The Evolution of Street Art in America

The assumption that the people who are walking down the street in oversized jeans, ripped clothes, singing or better yet, telling stories rhythmically, can contribute to the art, or even start the whole new era of art, was considered completely absurd. It was absurd even to those who started this artistic movement.

Hip hop as a culture started developing in 70’s, New York, and it was the begging of cultural stir which took place in United States, but the unique style of Hip Hop singing can be traced back to the 19th century.

It was the South African tribe that started singing with the word rhyme. At the same time of Hip Hop, the blooom of the graffiti, which were illustrative reflection of street art movement started to happen. Such acts were contributing to the innovations and have led people to have see things from an entirely new perspective, and this is why this is referred to as street art.

The new proclaimed street-art gained on the impact and it rapidly spread across the United States.

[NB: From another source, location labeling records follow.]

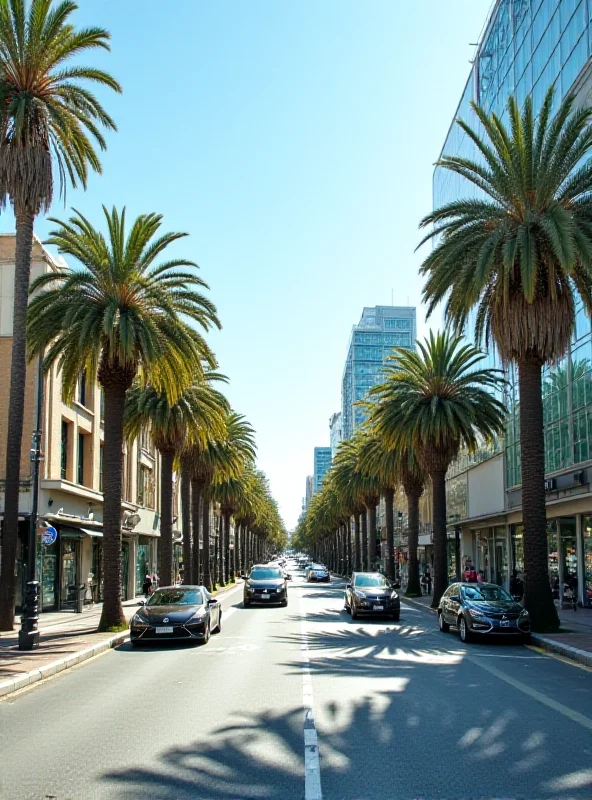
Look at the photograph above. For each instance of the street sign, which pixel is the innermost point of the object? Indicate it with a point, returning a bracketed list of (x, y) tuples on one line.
[(48, 534)]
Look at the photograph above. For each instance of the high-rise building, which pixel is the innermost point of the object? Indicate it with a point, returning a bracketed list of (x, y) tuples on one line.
[(322, 464), (528, 46), (335, 432), (372, 340)]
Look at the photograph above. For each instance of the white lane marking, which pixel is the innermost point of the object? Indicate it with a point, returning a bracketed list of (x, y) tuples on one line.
[(312, 764)]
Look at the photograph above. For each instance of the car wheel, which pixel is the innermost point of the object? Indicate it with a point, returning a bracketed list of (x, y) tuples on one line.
[(465, 633), (206, 638), (444, 626)]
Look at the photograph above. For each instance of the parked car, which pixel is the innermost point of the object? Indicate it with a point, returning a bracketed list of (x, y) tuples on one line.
[(177, 613), (266, 584), (483, 609), (371, 593), (317, 572)]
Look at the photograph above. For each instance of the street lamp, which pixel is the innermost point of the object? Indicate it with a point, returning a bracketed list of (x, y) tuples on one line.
[(28, 636)]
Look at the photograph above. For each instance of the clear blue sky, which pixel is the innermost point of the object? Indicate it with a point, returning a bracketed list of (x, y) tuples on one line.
[(294, 140)]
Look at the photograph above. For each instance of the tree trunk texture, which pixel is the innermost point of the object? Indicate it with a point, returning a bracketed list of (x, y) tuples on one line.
[(16, 411), (439, 535), (196, 493), (364, 516), (205, 522), (112, 614), (186, 522), (167, 577), (538, 599), (413, 585), (389, 496)]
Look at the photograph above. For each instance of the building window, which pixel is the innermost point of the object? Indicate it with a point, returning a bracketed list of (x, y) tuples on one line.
[(64, 444), (80, 475)]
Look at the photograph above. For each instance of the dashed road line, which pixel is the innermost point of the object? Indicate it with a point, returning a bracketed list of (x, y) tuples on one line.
[(312, 764)]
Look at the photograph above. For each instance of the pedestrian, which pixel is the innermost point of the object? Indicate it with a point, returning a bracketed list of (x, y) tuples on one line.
[(147, 586)]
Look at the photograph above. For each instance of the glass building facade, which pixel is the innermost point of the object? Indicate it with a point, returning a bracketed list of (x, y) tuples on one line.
[(380, 329), (527, 47)]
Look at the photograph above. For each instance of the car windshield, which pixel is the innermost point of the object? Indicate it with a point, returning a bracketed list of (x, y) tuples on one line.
[(485, 593), (371, 580), (265, 574), (176, 597)]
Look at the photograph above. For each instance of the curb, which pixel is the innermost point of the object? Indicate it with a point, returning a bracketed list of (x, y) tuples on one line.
[(559, 648), (14, 684)]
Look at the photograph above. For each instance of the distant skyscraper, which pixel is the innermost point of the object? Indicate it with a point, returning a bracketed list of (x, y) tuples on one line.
[(335, 432), (372, 340), (322, 465)]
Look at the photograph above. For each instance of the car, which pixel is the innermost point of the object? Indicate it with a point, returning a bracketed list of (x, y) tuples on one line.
[(482, 609), (317, 572), (371, 593), (177, 613), (266, 584)]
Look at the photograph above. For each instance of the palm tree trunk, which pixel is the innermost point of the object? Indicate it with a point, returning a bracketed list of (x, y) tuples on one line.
[(364, 516), (196, 493), (372, 535), (389, 496), (112, 616), (186, 521), (538, 599), (205, 522), (439, 535), (413, 586), (16, 413), (166, 517), (348, 566)]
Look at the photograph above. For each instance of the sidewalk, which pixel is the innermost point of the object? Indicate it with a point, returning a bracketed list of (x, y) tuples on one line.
[(66, 639), (574, 641)]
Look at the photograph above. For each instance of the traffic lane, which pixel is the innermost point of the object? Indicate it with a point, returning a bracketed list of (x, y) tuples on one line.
[(222, 721), (403, 710)]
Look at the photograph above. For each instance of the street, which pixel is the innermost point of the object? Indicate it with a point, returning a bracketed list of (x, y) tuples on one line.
[(400, 711)]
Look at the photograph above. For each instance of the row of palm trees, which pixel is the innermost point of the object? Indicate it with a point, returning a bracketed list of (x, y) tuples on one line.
[(128, 315), (510, 261)]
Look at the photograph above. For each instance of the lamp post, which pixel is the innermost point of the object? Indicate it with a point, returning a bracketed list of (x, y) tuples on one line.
[(28, 636)]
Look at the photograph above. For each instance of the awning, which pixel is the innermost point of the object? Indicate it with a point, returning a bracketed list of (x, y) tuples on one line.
[(92, 533)]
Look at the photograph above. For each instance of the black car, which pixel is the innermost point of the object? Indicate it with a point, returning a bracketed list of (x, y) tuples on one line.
[(177, 613), (266, 584), (482, 608), (371, 593)]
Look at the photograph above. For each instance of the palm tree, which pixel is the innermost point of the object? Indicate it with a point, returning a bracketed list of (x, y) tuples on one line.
[(47, 118), (431, 403), (394, 466), (120, 316), (521, 254), (195, 416)]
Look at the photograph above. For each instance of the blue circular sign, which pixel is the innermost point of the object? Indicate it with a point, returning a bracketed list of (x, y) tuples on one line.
[(49, 535)]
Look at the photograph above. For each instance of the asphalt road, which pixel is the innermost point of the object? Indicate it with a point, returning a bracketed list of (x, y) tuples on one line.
[(398, 710)]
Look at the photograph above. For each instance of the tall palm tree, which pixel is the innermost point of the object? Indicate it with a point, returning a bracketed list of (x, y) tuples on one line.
[(48, 118), (520, 255), (120, 315), (192, 418), (432, 402)]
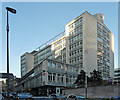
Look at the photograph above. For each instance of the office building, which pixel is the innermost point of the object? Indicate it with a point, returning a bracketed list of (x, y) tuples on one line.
[(86, 45)]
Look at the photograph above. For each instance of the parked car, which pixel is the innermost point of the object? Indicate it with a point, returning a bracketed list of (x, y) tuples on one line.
[(56, 97), (23, 96), (110, 98), (39, 98), (75, 97)]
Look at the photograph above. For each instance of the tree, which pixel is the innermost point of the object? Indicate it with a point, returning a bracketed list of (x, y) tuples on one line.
[(96, 78)]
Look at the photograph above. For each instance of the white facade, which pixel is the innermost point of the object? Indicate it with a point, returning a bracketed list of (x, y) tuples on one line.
[(87, 44), (96, 44)]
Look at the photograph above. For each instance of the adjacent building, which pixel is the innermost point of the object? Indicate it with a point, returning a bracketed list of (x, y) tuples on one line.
[(86, 45)]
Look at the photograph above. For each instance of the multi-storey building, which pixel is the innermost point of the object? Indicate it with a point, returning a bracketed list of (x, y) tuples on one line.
[(117, 75), (90, 44), (87, 45)]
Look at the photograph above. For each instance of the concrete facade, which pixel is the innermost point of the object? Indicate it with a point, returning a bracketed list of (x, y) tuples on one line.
[(97, 44), (86, 45), (27, 63)]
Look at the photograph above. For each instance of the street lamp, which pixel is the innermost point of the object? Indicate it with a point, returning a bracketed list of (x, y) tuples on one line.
[(14, 12)]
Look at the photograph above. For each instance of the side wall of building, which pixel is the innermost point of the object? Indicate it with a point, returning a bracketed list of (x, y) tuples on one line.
[(89, 43), (111, 55)]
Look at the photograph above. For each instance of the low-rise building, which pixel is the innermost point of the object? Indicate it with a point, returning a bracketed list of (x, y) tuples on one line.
[(48, 77)]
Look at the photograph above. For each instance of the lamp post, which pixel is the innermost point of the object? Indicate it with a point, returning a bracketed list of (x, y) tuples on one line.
[(14, 12)]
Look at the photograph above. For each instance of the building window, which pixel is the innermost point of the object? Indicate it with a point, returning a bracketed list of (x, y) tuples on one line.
[(49, 76)]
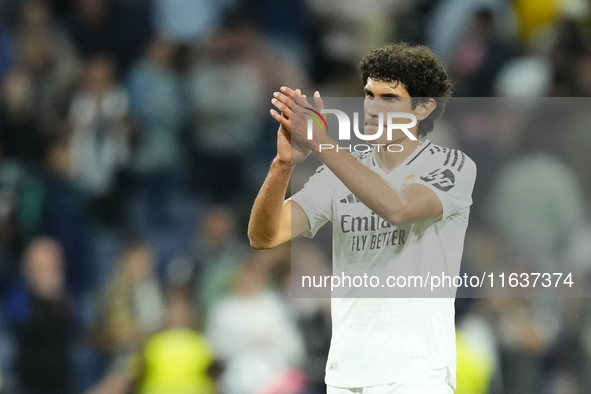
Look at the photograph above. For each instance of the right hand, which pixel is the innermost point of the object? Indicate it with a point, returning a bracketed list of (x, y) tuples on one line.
[(289, 150)]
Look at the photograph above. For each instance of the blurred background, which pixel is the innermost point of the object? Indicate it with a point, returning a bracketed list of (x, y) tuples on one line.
[(134, 135)]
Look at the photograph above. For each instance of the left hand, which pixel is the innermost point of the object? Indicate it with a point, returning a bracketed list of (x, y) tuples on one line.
[(296, 111)]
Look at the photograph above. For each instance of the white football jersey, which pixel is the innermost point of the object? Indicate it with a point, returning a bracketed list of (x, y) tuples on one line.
[(383, 340)]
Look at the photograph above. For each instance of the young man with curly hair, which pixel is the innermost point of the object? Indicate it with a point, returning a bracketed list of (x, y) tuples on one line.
[(422, 195)]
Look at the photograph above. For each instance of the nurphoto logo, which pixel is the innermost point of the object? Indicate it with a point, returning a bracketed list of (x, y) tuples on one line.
[(345, 129)]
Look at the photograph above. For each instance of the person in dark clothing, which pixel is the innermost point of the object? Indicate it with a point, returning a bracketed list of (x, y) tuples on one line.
[(42, 319)]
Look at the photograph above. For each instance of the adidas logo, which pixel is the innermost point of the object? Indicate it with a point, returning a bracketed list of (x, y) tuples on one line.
[(350, 199)]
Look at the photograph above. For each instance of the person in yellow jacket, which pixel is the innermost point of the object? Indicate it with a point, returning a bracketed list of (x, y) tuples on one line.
[(177, 360)]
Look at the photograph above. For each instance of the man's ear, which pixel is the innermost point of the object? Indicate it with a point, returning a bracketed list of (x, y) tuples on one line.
[(424, 109)]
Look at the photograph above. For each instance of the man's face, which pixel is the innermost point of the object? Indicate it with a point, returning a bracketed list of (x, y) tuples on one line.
[(383, 97)]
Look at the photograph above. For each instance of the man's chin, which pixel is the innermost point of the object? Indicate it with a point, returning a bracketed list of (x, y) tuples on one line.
[(371, 130)]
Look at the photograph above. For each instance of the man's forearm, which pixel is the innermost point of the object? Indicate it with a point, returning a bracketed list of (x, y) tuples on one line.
[(265, 219)]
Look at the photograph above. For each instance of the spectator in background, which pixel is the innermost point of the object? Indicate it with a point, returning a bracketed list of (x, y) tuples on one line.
[(47, 56), (60, 209), (479, 56), (216, 255), (156, 99), (101, 133), (19, 126), (188, 21), (537, 201), (226, 88), (134, 306), (253, 335), (93, 28), (535, 206), (42, 317), (177, 359)]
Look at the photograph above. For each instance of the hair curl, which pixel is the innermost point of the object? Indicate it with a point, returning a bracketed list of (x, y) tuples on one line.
[(418, 69)]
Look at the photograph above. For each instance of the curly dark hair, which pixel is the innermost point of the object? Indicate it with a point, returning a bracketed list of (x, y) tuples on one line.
[(418, 69)]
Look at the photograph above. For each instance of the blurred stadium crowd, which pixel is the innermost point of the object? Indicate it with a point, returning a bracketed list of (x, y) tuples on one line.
[(134, 135)]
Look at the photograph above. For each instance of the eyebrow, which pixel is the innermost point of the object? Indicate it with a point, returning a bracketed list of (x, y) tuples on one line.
[(368, 91)]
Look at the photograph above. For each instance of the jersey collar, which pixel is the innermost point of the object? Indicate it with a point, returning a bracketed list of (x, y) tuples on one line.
[(421, 147)]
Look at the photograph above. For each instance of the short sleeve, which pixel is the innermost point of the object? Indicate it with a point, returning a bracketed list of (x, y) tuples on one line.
[(316, 199), (451, 176)]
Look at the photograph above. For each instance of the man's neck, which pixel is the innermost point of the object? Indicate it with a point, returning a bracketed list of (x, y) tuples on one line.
[(390, 160)]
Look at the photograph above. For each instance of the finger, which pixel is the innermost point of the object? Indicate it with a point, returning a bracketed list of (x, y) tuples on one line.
[(282, 107), (284, 121), (283, 98), (318, 101), (290, 92)]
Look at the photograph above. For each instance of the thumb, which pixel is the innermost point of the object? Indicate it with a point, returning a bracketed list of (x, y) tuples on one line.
[(318, 101)]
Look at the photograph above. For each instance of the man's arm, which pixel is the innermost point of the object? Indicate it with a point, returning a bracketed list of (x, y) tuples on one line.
[(274, 221), (413, 204)]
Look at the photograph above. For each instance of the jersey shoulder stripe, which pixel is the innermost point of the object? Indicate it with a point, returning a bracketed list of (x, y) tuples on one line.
[(450, 158)]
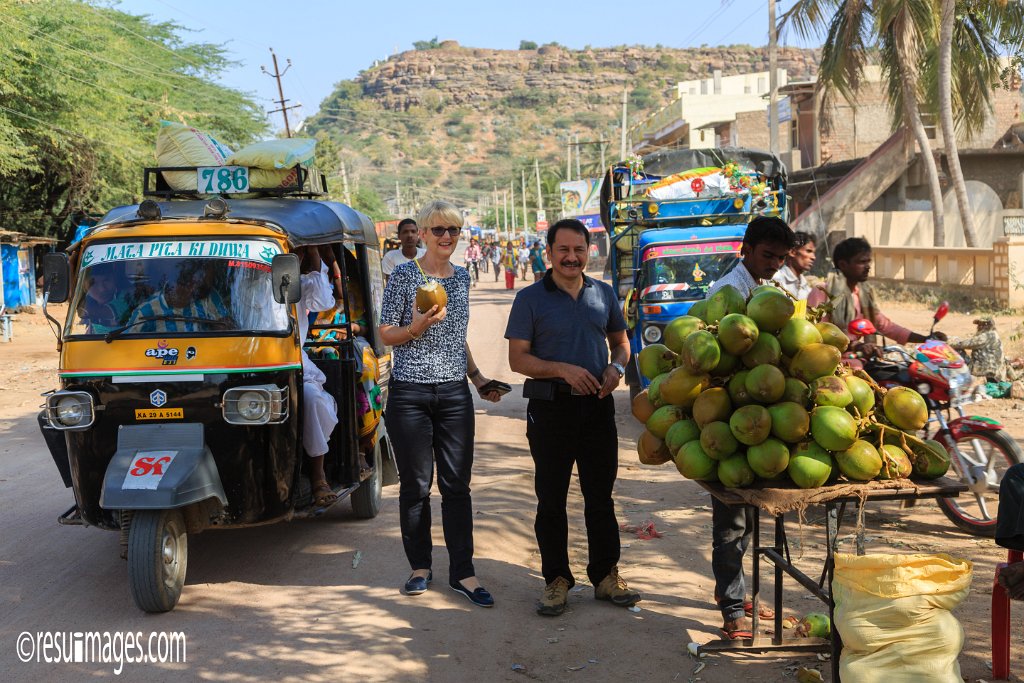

Even though Hip Hop faced the ignorance and discrimination from the high class society, argued to have a negative impact on youth because of as called “underground roots” or uneducated people, it found the way to gain the sympathies and support of majority.

However, the question still remains what it is that attracted people to accept these acts, adopt them and furthermore identify them as an art. Is it the transmission of feelings which society absorbs and connects to real life situations through the rhymes? Or is it simply the beauty of something new and unique, something with the notion of originality? However, beside the fact that Hip Hop culture is world wide spread today, it gave the birth to some of the most famous people nowadays, not only in the domain of Hip Hop music but in general.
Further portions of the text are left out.